AI Perception-Action Cycle in Autonomous Vehicles
A constant loop, called Perception-Action Cycle, is formed when the autonomous vehicle produces data from its surrounding environment and feeds it into the intelligent agent, who makes the decisions and allows the autonomous vehicle to do specific operations in that same environment. The below picture depicts the data flow in autonomous vehicles.
The whole process is divided into the following three components:
Component 1: In-Vehicle Data Collection & Communication Systems
In Autonomous vehicles, Numerous sensors, radars, and cameras are fitted to generate massive amounts of environmental data. All of these create the Digital Sensorium, by which the autonomous vehicle can observe, discover and feel the road, infrastructure, other vehicles, and other objects on/near the road, just like a human driver, It will pay attention to the road while driving. This data is then processed with super-computers and data communication systems are used to securely communicate valuable information (input) to the autonomous driving cloud platform. The autonomous vehicle first reaches the driving context and/or the particular driving circumstances to the Autonomous Driving Platform.

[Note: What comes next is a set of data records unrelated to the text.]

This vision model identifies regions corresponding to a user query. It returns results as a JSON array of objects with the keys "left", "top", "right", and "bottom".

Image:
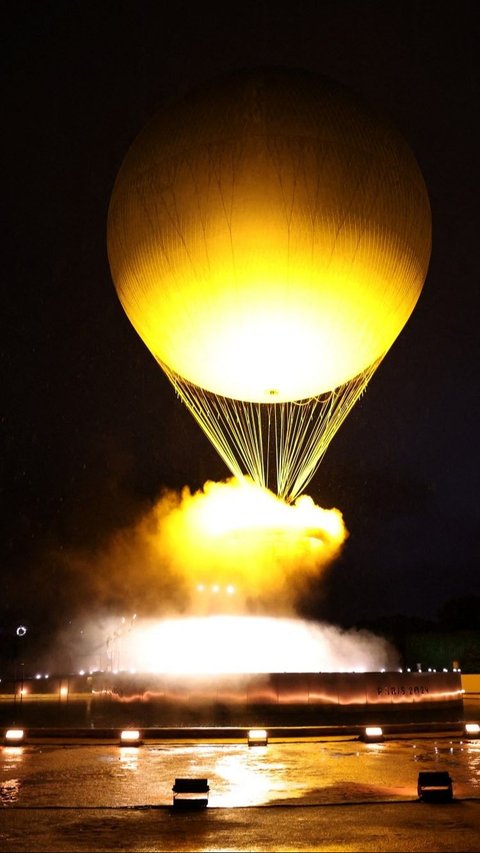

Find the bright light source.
[
  {"left": 59, "top": 686, "right": 68, "bottom": 699},
  {"left": 5, "top": 729, "right": 25, "bottom": 743},
  {"left": 120, "top": 729, "right": 142, "bottom": 745},
  {"left": 248, "top": 728, "right": 268, "bottom": 746},
  {"left": 226, "top": 585, "right": 235, "bottom": 595},
  {"left": 464, "top": 723, "right": 480, "bottom": 737},
  {"left": 362, "top": 726, "right": 384, "bottom": 743}
]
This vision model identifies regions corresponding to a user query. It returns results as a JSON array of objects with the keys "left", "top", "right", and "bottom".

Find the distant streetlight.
[
  {"left": 13, "top": 626, "right": 27, "bottom": 721},
  {"left": 19, "top": 662, "right": 25, "bottom": 706}
]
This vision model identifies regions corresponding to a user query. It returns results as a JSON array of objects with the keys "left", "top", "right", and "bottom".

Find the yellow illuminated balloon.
[
  {"left": 108, "top": 68, "right": 430, "bottom": 403},
  {"left": 107, "top": 69, "right": 431, "bottom": 499}
]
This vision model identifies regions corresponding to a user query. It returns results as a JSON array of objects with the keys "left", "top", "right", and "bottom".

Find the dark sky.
[{"left": 2, "top": 0, "right": 479, "bottom": 645}]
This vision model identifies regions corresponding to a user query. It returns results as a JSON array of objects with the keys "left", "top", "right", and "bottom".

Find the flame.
[
  {"left": 187, "top": 478, "right": 344, "bottom": 539},
  {"left": 149, "top": 477, "right": 347, "bottom": 607}
]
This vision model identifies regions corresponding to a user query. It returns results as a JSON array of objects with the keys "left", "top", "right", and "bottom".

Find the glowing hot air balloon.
[{"left": 107, "top": 68, "right": 431, "bottom": 500}]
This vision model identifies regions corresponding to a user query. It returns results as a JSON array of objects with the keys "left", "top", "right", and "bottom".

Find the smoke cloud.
[
  {"left": 39, "top": 478, "right": 399, "bottom": 674},
  {"left": 63, "top": 476, "right": 346, "bottom": 616}
]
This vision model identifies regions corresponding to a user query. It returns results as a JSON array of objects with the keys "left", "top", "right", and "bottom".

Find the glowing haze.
[
  {"left": 158, "top": 476, "right": 346, "bottom": 603},
  {"left": 88, "top": 476, "right": 347, "bottom": 612},
  {"left": 101, "top": 614, "right": 398, "bottom": 674},
  {"left": 59, "top": 478, "right": 399, "bottom": 674}
]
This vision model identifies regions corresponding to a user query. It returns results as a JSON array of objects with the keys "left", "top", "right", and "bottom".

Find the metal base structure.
[{"left": 0, "top": 671, "right": 464, "bottom": 730}]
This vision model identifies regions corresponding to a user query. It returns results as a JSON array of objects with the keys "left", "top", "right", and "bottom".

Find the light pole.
[
  {"left": 13, "top": 626, "right": 27, "bottom": 723},
  {"left": 19, "top": 662, "right": 24, "bottom": 708}
]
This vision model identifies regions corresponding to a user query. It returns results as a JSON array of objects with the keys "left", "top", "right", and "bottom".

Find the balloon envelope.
[{"left": 107, "top": 68, "right": 431, "bottom": 404}]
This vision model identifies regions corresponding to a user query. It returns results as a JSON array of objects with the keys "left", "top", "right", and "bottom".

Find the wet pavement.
[{"left": 1, "top": 733, "right": 480, "bottom": 850}]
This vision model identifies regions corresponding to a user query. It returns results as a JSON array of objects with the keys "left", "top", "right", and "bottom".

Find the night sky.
[{"left": 2, "top": 1, "right": 479, "bottom": 652}]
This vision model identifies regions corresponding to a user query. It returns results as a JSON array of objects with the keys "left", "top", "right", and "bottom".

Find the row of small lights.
[
  {"left": 4, "top": 723, "right": 479, "bottom": 747},
  {"left": 358, "top": 722, "right": 480, "bottom": 742},
  {"left": 22, "top": 669, "right": 140, "bottom": 681},
  {"left": 2, "top": 727, "right": 269, "bottom": 746},
  {"left": 196, "top": 584, "right": 236, "bottom": 594},
  {"left": 380, "top": 668, "right": 462, "bottom": 673},
  {"left": 4, "top": 666, "right": 464, "bottom": 685}
]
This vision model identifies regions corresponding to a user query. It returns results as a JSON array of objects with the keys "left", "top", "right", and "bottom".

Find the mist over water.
[{"left": 61, "top": 613, "right": 399, "bottom": 674}]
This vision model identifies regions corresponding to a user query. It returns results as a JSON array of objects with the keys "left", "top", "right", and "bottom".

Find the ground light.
[
  {"left": 361, "top": 726, "right": 384, "bottom": 743},
  {"left": 247, "top": 728, "right": 269, "bottom": 746},
  {"left": 4, "top": 728, "right": 25, "bottom": 744},
  {"left": 119, "top": 729, "right": 143, "bottom": 745},
  {"left": 172, "top": 778, "right": 210, "bottom": 809},
  {"left": 464, "top": 722, "right": 480, "bottom": 738},
  {"left": 417, "top": 771, "right": 454, "bottom": 802}
]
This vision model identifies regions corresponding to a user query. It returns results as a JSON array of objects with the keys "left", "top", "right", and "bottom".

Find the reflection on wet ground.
[{"left": 1, "top": 735, "right": 479, "bottom": 810}]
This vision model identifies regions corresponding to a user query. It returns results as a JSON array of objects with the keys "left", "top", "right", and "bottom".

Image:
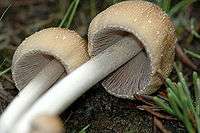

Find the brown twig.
[
  {"left": 137, "top": 105, "right": 176, "bottom": 120},
  {"left": 137, "top": 105, "right": 162, "bottom": 111},
  {"left": 158, "top": 90, "right": 168, "bottom": 98},
  {"left": 2, "top": 75, "right": 14, "bottom": 84},
  {"left": 64, "top": 112, "right": 73, "bottom": 124},
  {"left": 175, "top": 44, "right": 197, "bottom": 70},
  {"left": 154, "top": 117, "right": 171, "bottom": 133},
  {"left": 134, "top": 95, "right": 155, "bottom": 106},
  {"left": 153, "top": 120, "right": 157, "bottom": 133}
]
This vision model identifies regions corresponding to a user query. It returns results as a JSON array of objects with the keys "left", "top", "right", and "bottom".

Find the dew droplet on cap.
[
  {"left": 134, "top": 18, "right": 137, "bottom": 22},
  {"left": 148, "top": 20, "right": 152, "bottom": 23},
  {"left": 62, "top": 36, "right": 66, "bottom": 40}
]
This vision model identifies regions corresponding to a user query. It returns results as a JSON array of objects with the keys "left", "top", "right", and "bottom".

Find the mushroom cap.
[
  {"left": 88, "top": 1, "right": 176, "bottom": 99},
  {"left": 12, "top": 28, "right": 89, "bottom": 90},
  {"left": 30, "top": 114, "right": 65, "bottom": 133}
]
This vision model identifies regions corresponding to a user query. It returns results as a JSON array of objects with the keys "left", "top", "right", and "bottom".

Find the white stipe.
[
  {"left": 0, "top": 60, "right": 64, "bottom": 133},
  {"left": 12, "top": 36, "right": 142, "bottom": 133}
]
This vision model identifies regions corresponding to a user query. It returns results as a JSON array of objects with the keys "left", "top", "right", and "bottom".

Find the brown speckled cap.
[
  {"left": 12, "top": 28, "right": 89, "bottom": 90},
  {"left": 88, "top": 0, "right": 176, "bottom": 99}
]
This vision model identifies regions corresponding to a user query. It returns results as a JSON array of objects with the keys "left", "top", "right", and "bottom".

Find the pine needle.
[
  {"left": 59, "top": 0, "right": 80, "bottom": 28},
  {"left": 184, "top": 49, "right": 200, "bottom": 59},
  {"left": 0, "top": 67, "right": 11, "bottom": 77},
  {"left": 0, "top": 3, "right": 11, "bottom": 21},
  {"left": 154, "top": 72, "right": 200, "bottom": 133}
]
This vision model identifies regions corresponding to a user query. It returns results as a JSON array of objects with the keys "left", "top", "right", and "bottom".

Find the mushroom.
[
  {"left": 30, "top": 114, "right": 65, "bottom": 133},
  {"left": 10, "top": 1, "right": 177, "bottom": 132},
  {"left": 0, "top": 28, "right": 89, "bottom": 133}
]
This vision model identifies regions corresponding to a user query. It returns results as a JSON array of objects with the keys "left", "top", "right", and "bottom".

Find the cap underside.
[
  {"left": 12, "top": 28, "right": 89, "bottom": 91},
  {"left": 89, "top": 27, "right": 151, "bottom": 99},
  {"left": 88, "top": 0, "right": 176, "bottom": 98},
  {"left": 12, "top": 53, "right": 65, "bottom": 90}
]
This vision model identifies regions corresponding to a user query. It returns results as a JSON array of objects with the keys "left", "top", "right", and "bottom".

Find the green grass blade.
[
  {"left": 153, "top": 97, "right": 174, "bottom": 114},
  {"left": 168, "top": 93, "right": 183, "bottom": 120},
  {"left": 177, "top": 83, "right": 197, "bottom": 132},
  {"left": 166, "top": 78, "right": 175, "bottom": 89},
  {"left": 184, "top": 49, "right": 200, "bottom": 59},
  {"left": 190, "top": 18, "right": 200, "bottom": 39},
  {"left": 156, "top": 69, "right": 200, "bottom": 132},
  {"left": 176, "top": 82, "right": 188, "bottom": 106},
  {"left": 162, "top": 0, "right": 171, "bottom": 13},
  {"left": 79, "top": 124, "right": 90, "bottom": 133},
  {"left": 193, "top": 72, "right": 200, "bottom": 115},
  {"left": 174, "top": 64, "right": 190, "bottom": 99},
  {"left": 182, "top": 114, "right": 196, "bottom": 133},
  {"left": 66, "top": 0, "right": 80, "bottom": 28},
  {"left": 180, "top": 74, "right": 196, "bottom": 115},
  {"left": 178, "top": 75, "right": 199, "bottom": 132},
  {"left": 169, "top": 82, "right": 197, "bottom": 132},
  {"left": 0, "top": 67, "right": 11, "bottom": 77},
  {"left": 178, "top": 72, "right": 191, "bottom": 99},
  {"left": 90, "top": 0, "right": 96, "bottom": 18},
  {"left": 166, "top": 78, "right": 180, "bottom": 96},
  {"left": 168, "top": 0, "right": 196, "bottom": 16},
  {"left": 167, "top": 87, "right": 183, "bottom": 110},
  {"left": 59, "top": 0, "right": 76, "bottom": 28},
  {"left": 0, "top": 4, "right": 11, "bottom": 21}
]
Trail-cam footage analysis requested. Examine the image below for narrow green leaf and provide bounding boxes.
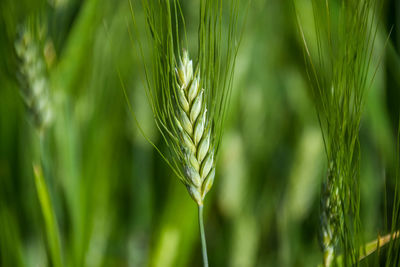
[33,163,63,267]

Component 2: Autonomous Driving Platform (Cloud)
The Autonomous Driving Platform in the cloud contains an intelligent agent which makes use of AI algorithms to make meaningful decisions. It serves as the control system or the brain of the autonomous vehicle. This intelligent agent is also related to a database which acts as a memory where prior driving experiences are saved. This abundant data of the previous driving experiences will help the intelligent agent to take decisions for inputs from the autonomous vehicle. The autonomous vehicle now knows exactly what to do in this driving environment and/or particular driving situation.
Component 3: AI-Based Functions in Autonomous Vehicles
Based on intelligent agent decisions, the autonomous vehicle detects the objects on the road, manage the traffic without human intervention and goes to the destination safely. Autonomous vehicles are outfitted with AI-based functional systems such as voice and speech recognition, signal controls, eye tracking, and other systems to monitor the driving, virtual assistance, mapping, and safety systems. These functions work on the decisions provided by the intelligent agent in the Autonomous Driving Platform. These systems have built to provide great user experience for customers and keep them safe on the roads. The driving experiences generated from every ride is recorded and stored in the database to help the intelligent agent make much more accurate decisions in the future.

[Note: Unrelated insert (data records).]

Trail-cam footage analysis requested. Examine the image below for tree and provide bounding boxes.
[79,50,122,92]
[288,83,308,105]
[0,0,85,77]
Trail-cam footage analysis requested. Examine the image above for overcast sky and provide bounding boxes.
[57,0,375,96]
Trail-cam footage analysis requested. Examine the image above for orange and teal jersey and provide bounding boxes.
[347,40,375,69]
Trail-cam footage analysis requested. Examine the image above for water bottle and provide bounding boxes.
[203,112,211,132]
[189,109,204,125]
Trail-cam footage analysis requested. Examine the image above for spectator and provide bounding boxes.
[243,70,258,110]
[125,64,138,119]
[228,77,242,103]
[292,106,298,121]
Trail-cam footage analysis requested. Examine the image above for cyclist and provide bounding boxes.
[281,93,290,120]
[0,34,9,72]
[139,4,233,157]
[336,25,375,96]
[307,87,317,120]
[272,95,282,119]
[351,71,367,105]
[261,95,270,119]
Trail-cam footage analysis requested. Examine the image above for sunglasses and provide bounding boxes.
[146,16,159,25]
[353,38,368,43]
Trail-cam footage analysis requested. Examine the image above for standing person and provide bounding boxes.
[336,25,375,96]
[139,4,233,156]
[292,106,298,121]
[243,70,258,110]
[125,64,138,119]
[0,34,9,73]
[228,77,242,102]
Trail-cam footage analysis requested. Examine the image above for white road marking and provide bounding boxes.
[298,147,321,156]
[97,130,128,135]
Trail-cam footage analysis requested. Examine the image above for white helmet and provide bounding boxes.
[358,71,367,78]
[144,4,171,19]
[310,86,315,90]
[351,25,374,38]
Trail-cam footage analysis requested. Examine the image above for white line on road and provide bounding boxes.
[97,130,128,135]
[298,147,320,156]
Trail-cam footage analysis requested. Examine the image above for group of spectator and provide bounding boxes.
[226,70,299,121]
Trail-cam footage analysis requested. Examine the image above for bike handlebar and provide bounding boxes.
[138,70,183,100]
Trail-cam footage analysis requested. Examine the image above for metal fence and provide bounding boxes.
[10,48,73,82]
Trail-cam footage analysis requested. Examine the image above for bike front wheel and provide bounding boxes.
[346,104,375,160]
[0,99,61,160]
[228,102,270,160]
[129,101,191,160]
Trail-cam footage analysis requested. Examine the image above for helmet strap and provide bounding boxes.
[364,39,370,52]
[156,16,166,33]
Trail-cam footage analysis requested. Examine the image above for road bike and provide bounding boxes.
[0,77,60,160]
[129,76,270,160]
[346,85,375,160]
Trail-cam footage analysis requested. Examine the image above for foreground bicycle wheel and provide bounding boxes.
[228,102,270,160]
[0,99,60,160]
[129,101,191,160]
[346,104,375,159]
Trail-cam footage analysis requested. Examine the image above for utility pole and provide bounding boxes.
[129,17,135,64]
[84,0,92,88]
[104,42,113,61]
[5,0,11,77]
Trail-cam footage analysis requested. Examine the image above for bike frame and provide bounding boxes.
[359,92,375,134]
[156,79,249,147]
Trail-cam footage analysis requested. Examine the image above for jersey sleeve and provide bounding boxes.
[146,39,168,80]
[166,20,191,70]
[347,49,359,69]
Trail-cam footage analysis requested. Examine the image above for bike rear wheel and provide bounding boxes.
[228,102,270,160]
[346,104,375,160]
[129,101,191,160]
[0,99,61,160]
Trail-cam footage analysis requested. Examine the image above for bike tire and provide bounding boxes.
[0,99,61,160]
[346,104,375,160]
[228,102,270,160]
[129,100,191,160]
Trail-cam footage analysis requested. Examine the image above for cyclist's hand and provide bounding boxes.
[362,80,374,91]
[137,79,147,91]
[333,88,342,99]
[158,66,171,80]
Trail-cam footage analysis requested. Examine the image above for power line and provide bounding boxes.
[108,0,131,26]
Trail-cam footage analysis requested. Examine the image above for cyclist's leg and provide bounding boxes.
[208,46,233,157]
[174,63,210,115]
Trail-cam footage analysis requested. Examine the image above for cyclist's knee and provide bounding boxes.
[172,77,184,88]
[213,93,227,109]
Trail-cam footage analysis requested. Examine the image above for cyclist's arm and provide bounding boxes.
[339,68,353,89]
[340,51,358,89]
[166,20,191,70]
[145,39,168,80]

This data circle, called Perception-Action Cycle, happens repetitively. The more the number of Perception-Action Cycles happens, that much more intelligent the agent becomes, resulting in a higher accuracy of making decisions, especially in complex driving situations. The driving experiences are based on the number of autonomous vehicles connected to the central platform. These driving experiences empower the intelligent agent to make decisions based on data generated by multiple autonomous vehicles.
Artificial intelligence, especially neural networks and deep learning, have become an absolute necessity to make autonomous vehicles function properly and safely. AI is driving the way for the launch of Level 5 autonomous vehicles, where there will be no necessity for a controlling the steering, accelerator or brakes.